Nous avons décrit un premier paradoxe qui consistait à définir les modes et situations d’apprentissage d’une langue seconde à l’école sans référence explicite à un enseignement. L’élève de CLIN apprend le français “sans le savoir”... Nous voilà maintenant déboutés du droit de valider cette première hypothèse puisque la langue acquise n’est pas celle requise pour suivre à l’école. Le français, en effet, y est enseigné — alors que tout élève le parle — et langue d’enseignement, c’est-à-dire “médium incontournable d’accès à toutes les disciplines” 52 . On postule l’existence d’une communication spécifique à la communauté scolaire qui ne saurait être dérivée de celle qui s’acquiert spontanément dans les échanges quotidiens.

C’est encore Gérard Vignier qui, le premier, a posé dès 1989 pour l’Afrique francophone le principe qui est à la base de ce deuxième paradoxe : “Tout ceci conduit à envisager différemment les priorités en matière d’apprentissage de la langue seconde. La prédominance jusqu’à maintenant des approches communicatives a fait que seule la fonction de communication était prise en considération, c’est-à-dire l’interaction entre deux sujets. Or, une telle fonction n’intéresse que médiocrement les élèves de langue seconde dans la mesure où ils disposent d’autres relais linguistiques (langues maternelles, argots d’adolescents, langues composites fortement évolutives...)“ 53 . Gérard Vignier poursuit un peu plus loin : ”Mais le langage ne sert pas seulement à communiquer.

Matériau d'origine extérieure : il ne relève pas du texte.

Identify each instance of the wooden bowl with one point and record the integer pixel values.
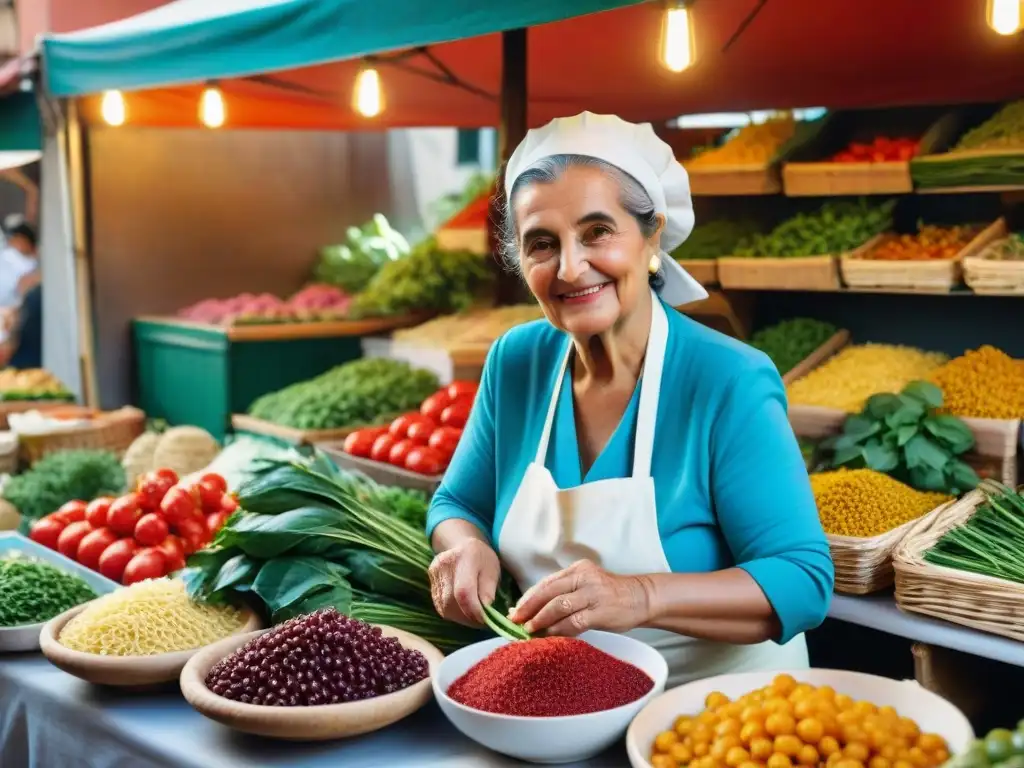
(125, 672)
(305, 723)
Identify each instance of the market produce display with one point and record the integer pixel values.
(880, 150)
(788, 342)
(863, 503)
(550, 677)
(787, 724)
(145, 534)
(717, 238)
(315, 302)
(983, 383)
(306, 542)
(32, 592)
(353, 394)
(351, 264)
(906, 436)
(847, 380)
(146, 619)
(991, 541)
(757, 143)
(61, 477)
(834, 228)
(320, 658)
(422, 441)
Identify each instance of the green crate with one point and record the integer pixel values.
(189, 374)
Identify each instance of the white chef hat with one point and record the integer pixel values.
(636, 150)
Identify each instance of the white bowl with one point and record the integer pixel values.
(548, 740)
(932, 713)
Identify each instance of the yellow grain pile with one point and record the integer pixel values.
(984, 383)
(145, 619)
(863, 503)
(846, 381)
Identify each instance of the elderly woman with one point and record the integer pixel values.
(634, 470)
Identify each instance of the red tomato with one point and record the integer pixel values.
(72, 512)
(147, 563)
(459, 389)
(46, 531)
(399, 452)
(151, 529)
(97, 511)
(444, 439)
(457, 414)
(424, 461)
(93, 546)
(124, 514)
(382, 448)
(116, 557)
(433, 406)
(71, 537)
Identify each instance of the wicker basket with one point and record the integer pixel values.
(981, 602)
(919, 276)
(113, 431)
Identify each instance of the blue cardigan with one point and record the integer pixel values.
(731, 485)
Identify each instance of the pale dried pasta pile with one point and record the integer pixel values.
(145, 619)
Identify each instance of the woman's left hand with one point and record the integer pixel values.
(583, 597)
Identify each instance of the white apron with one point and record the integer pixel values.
(613, 522)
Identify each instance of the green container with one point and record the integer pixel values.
(188, 374)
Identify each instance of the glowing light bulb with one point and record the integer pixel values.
(113, 108)
(368, 98)
(211, 108)
(677, 37)
(1005, 16)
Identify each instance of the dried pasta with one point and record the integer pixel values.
(146, 619)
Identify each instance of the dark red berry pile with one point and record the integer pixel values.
(321, 658)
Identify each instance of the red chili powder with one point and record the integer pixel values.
(550, 677)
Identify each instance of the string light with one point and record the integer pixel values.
(113, 108)
(368, 97)
(212, 112)
(677, 36)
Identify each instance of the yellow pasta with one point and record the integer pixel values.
(146, 619)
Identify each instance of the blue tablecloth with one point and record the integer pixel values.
(51, 720)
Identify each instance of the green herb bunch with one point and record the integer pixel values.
(903, 435)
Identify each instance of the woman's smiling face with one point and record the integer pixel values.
(582, 253)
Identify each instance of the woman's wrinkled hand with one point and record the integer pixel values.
(463, 580)
(583, 597)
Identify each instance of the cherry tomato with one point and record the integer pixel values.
(97, 511)
(444, 439)
(124, 514)
(46, 531)
(72, 512)
(147, 563)
(93, 546)
(457, 414)
(433, 406)
(116, 557)
(151, 529)
(382, 448)
(399, 452)
(71, 537)
(424, 461)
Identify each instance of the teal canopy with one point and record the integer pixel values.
(190, 41)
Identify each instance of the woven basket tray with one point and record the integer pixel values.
(974, 600)
(865, 565)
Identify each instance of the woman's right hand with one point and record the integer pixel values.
(463, 580)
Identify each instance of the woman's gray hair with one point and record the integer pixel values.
(633, 198)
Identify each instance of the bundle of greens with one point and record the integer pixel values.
(306, 542)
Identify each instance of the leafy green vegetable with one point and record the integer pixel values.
(359, 392)
(64, 476)
(904, 436)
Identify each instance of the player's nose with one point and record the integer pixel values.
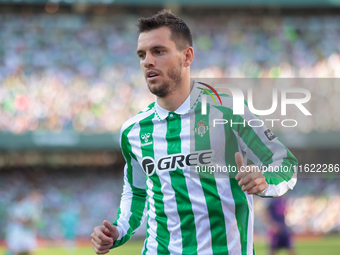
(149, 60)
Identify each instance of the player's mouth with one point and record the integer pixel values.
(152, 75)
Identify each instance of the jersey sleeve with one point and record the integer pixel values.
(266, 151)
(130, 214)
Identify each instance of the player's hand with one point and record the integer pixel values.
(103, 237)
(251, 177)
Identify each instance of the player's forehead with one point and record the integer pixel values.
(156, 37)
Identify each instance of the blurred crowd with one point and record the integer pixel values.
(313, 207)
(72, 71)
(84, 198)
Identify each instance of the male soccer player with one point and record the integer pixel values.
(188, 215)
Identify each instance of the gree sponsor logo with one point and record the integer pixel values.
(174, 161)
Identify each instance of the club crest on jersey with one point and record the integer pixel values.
(201, 128)
(145, 137)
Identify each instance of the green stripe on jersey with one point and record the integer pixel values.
(139, 195)
(240, 199)
(163, 235)
(178, 183)
(212, 198)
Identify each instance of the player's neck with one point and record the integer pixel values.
(173, 101)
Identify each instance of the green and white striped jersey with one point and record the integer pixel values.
(188, 213)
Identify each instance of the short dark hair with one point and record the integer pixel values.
(180, 32)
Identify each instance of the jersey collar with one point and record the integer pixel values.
(185, 108)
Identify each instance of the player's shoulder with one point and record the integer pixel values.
(147, 111)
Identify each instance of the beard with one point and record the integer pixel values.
(169, 85)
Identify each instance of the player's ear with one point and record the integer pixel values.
(188, 56)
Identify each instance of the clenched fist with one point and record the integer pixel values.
(103, 237)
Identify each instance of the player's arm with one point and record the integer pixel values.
(130, 214)
(268, 154)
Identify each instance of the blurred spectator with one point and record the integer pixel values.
(77, 72)
(280, 234)
(23, 218)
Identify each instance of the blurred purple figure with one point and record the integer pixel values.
(280, 234)
(21, 229)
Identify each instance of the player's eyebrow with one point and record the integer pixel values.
(152, 48)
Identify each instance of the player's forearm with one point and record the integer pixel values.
(130, 214)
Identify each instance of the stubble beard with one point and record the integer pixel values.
(170, 85)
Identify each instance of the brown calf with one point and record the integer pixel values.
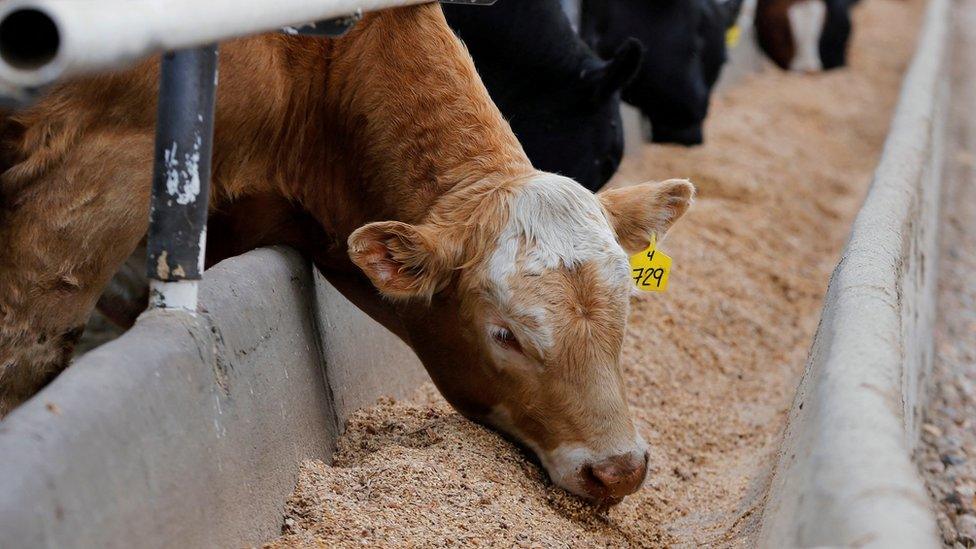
(380, 156)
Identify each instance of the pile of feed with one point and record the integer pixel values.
(710, 366)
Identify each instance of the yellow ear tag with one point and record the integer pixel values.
(732, 36)
(649, 269)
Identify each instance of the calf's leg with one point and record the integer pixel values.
(63, 234)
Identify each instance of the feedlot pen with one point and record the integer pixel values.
(193, 430)
(711, 367)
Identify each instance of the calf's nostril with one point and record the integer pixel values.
(618, 476)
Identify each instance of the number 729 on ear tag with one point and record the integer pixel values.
(650, 268)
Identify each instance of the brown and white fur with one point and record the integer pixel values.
(381, 157)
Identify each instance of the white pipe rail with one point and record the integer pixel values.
(42, 41)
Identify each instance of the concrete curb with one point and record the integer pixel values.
(845, 475)
(200, 421)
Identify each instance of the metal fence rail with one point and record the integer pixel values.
(42, 41)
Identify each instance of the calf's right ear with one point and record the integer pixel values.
(403, 261)
(640, 211)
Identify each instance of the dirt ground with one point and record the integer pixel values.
(711, 366)
(947, 455)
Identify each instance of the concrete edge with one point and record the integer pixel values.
(187, 431)
(845, 475)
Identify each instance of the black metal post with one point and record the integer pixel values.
(181, 176)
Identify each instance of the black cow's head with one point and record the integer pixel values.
(561, 99)
(576, 130)
(804, 35)
(684, 45)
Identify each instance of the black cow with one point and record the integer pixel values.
(684, 50)
(804, 35)
(562, 100)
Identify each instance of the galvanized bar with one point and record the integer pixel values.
(43, 41)
(181, 176)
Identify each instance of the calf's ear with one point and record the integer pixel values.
(403, 261)
(640, 211)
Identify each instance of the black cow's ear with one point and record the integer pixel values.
(618, 71)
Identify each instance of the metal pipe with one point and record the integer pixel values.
(45, 40)
(181, 177)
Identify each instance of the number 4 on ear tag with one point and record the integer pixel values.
(649, 269)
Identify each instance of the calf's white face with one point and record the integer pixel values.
(520, 298)
(807, 19)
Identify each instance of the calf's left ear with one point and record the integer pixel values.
(403, 261)
(640, 211)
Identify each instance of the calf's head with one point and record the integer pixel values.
(516, 299)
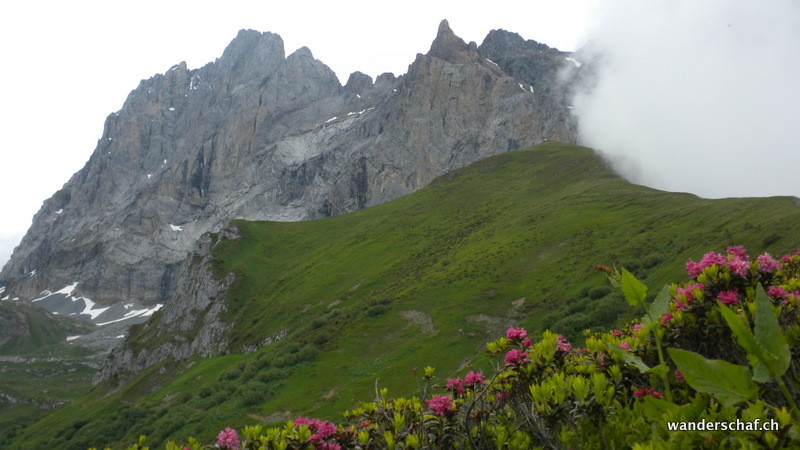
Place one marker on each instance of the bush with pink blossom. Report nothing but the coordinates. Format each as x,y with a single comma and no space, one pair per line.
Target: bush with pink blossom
720,348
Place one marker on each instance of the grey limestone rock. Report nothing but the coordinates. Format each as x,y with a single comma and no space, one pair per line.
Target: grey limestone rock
260,136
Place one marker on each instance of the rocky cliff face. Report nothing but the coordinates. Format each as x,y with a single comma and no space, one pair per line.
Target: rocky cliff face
261,136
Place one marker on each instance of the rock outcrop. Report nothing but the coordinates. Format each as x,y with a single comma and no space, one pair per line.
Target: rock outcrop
263,136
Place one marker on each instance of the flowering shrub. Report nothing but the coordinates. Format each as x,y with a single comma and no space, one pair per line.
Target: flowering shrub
722,347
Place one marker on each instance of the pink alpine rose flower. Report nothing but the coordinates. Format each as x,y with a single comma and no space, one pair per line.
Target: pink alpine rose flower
767,264
515,357
441,405
563,345
516,334
739,266
474,379
776,291
729,297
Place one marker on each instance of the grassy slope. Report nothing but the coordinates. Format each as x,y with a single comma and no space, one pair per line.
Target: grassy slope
459,255
50,370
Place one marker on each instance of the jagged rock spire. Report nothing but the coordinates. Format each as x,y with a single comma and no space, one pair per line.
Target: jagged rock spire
450,47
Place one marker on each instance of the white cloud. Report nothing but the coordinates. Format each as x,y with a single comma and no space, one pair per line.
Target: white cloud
695,96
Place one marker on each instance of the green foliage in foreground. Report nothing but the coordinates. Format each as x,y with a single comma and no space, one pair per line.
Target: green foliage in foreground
733,341
321,309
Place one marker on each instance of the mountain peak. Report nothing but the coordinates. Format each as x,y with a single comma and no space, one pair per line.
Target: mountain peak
448,46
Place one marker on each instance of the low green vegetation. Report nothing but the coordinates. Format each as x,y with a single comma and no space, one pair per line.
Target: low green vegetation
711,364
323,310
38,368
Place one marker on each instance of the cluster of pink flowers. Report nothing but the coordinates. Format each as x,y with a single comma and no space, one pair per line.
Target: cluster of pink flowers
787,258
644,392
736,259
471,380
440,404
766,263
781,293
228,439
321,429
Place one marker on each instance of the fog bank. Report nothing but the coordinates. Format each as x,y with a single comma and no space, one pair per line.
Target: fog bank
701,97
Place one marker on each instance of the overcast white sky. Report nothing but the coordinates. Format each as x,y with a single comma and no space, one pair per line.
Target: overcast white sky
677,70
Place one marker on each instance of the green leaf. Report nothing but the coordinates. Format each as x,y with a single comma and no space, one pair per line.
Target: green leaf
769,336
656,409
633,289
628,358
741,329
659,307
728,383
660,370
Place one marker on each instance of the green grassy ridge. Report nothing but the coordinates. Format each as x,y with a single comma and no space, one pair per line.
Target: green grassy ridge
422,280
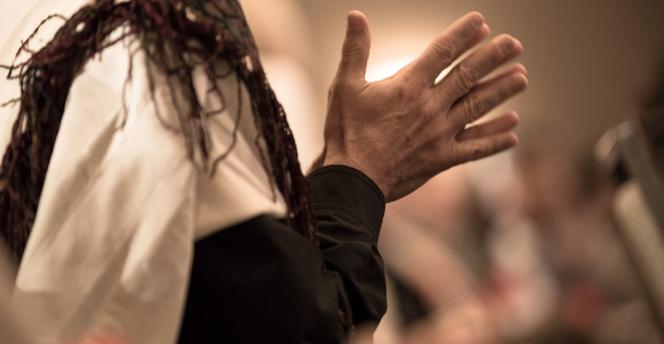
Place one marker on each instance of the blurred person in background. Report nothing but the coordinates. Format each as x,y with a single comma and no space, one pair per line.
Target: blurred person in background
174,205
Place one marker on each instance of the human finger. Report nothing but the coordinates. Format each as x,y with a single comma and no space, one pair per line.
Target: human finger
476,149
498,125
355,51
470,71
462,35
486,96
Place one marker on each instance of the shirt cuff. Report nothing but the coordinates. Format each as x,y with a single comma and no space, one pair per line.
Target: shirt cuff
345,189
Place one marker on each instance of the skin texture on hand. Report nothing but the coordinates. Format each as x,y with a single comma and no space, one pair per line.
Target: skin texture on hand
405,129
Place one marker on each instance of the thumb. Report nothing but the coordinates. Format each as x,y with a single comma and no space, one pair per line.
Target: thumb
355,53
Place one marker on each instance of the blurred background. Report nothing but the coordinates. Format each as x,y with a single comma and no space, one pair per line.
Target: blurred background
525,246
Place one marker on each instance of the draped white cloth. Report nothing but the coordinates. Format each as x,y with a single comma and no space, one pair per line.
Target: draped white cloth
112,243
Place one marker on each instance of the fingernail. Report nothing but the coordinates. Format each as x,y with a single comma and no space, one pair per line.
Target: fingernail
478,19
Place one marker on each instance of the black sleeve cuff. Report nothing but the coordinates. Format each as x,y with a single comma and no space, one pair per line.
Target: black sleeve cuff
344,189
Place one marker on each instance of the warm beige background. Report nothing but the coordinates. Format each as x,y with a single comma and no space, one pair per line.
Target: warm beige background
589,61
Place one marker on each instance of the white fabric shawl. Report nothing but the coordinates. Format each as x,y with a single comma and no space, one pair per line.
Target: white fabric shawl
111,247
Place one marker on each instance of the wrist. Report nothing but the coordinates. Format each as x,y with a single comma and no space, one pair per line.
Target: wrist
331,160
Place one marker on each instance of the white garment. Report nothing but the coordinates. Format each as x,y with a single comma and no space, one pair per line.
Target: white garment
112,243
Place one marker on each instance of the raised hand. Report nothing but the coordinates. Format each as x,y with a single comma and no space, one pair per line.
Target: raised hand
405,129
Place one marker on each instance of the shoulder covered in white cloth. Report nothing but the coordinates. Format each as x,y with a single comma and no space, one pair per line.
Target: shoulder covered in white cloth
122,206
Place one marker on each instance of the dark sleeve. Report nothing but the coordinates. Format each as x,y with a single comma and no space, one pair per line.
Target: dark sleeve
260,281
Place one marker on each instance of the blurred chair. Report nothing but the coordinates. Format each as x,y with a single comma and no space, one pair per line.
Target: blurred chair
633,153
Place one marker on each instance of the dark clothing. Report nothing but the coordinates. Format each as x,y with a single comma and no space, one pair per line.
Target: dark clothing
261,282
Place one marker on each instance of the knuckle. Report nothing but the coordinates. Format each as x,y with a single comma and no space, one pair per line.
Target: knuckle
406,90
478,151
466,77
473,107
505,44
444,50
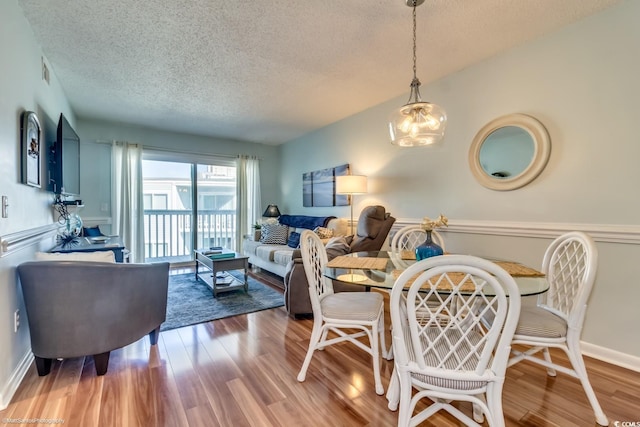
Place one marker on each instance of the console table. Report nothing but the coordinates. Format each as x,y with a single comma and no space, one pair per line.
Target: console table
114,243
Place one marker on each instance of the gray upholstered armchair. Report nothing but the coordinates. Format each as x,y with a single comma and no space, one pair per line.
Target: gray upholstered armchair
374,225
78,308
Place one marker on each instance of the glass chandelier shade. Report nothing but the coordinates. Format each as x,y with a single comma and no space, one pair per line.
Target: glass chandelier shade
417,123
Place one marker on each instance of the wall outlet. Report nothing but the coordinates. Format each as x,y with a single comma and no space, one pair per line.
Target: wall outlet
16,320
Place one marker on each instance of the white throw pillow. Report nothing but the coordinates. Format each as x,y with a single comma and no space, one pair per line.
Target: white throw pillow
96,256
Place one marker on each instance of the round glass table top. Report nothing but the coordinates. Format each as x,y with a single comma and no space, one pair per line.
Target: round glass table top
385,278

Il permet aussi d’établir une relation entre le sujet et le monde d’objets que la perception lui donne. Il est un moyen de construction des connaissances par la mise en forme qu’il assure des données de l’expérience. A ce titre le français, dans cette fonction de langue de scolarisation, est aussi une langue d’information, un véritable outil de connaissances“ 54 .

Il est certain qu’en CLIN, la langue à acquérir est la langue de l’école et qu’elle n’est pas réductible aux seules compétences communicatives.